Desde Viladrau o Santa Fe explora hayedos y castañares, elige senderos sombreados hacia Sant Marçal y termina el día en un refugio u hotel rural. El tramo inicial puede ser de doce a quince kilómetros. Las fuentes de montaña ayudan; lleva filtro ligero por si necesitas rellenar con confianza.
Sal de Haro siguiendo el Ebro entre choperas y senderos fluviales, visita una bodega con degustación moderada y llega a Briones para explorar calles altas. Doce kilómetros aproximados. El Museo Vivanco ofrece arte y patrimonio vitícola; duerme cerca, cena verduras asadas y planifica regreso por media distancia al día siguiente.
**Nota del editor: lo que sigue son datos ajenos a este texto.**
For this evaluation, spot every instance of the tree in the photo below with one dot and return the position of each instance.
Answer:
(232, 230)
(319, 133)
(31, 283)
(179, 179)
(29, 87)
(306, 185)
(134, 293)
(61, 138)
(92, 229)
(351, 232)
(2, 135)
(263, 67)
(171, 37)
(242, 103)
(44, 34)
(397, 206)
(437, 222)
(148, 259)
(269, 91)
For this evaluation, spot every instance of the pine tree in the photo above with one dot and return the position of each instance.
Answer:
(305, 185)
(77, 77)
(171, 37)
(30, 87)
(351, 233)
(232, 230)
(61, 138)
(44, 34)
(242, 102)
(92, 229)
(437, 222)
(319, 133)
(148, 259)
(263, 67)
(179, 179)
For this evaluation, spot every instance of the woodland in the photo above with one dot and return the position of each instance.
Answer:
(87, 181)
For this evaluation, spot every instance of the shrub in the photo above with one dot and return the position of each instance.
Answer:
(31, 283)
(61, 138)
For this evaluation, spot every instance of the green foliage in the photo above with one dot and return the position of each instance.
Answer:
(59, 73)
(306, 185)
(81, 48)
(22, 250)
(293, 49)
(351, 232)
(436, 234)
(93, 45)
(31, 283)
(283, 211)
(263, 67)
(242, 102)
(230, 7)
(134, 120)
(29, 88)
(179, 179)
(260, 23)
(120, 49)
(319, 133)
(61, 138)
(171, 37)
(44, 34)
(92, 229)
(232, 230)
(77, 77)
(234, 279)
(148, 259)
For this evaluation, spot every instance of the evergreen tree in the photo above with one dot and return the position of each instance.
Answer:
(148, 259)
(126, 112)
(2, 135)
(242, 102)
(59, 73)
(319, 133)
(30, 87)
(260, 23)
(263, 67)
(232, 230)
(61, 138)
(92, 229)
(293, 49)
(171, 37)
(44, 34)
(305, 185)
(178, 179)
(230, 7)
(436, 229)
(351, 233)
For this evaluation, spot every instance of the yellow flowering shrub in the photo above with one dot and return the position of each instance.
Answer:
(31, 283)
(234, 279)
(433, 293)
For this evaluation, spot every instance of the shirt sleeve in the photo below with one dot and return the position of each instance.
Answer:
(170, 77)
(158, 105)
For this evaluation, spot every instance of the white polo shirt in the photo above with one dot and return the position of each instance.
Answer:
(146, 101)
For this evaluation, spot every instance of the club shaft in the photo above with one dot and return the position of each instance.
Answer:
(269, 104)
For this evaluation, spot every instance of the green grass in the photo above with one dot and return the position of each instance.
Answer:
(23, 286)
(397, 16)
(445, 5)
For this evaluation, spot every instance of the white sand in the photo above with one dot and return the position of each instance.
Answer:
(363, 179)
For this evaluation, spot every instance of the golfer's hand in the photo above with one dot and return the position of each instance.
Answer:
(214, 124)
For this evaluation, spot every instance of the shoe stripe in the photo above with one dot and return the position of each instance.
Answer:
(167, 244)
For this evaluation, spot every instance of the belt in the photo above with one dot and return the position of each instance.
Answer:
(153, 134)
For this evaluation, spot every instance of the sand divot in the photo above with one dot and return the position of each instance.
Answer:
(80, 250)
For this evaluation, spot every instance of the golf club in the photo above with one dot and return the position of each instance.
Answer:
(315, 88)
Entre Escaladei y Porrera caminas sobre llicorella brillante, con terrazas inclinadas, ermitas y silencio vibrante. Quince kilómetros comedidos, bajadas atentas para cuidar rodillas y llegada a un pueblo acogedor. Cata mínima, mucha agua, y charla con viticultores sobre suelos antiguos que cuentan, sin voz, historias de paciencia y esfuerzo.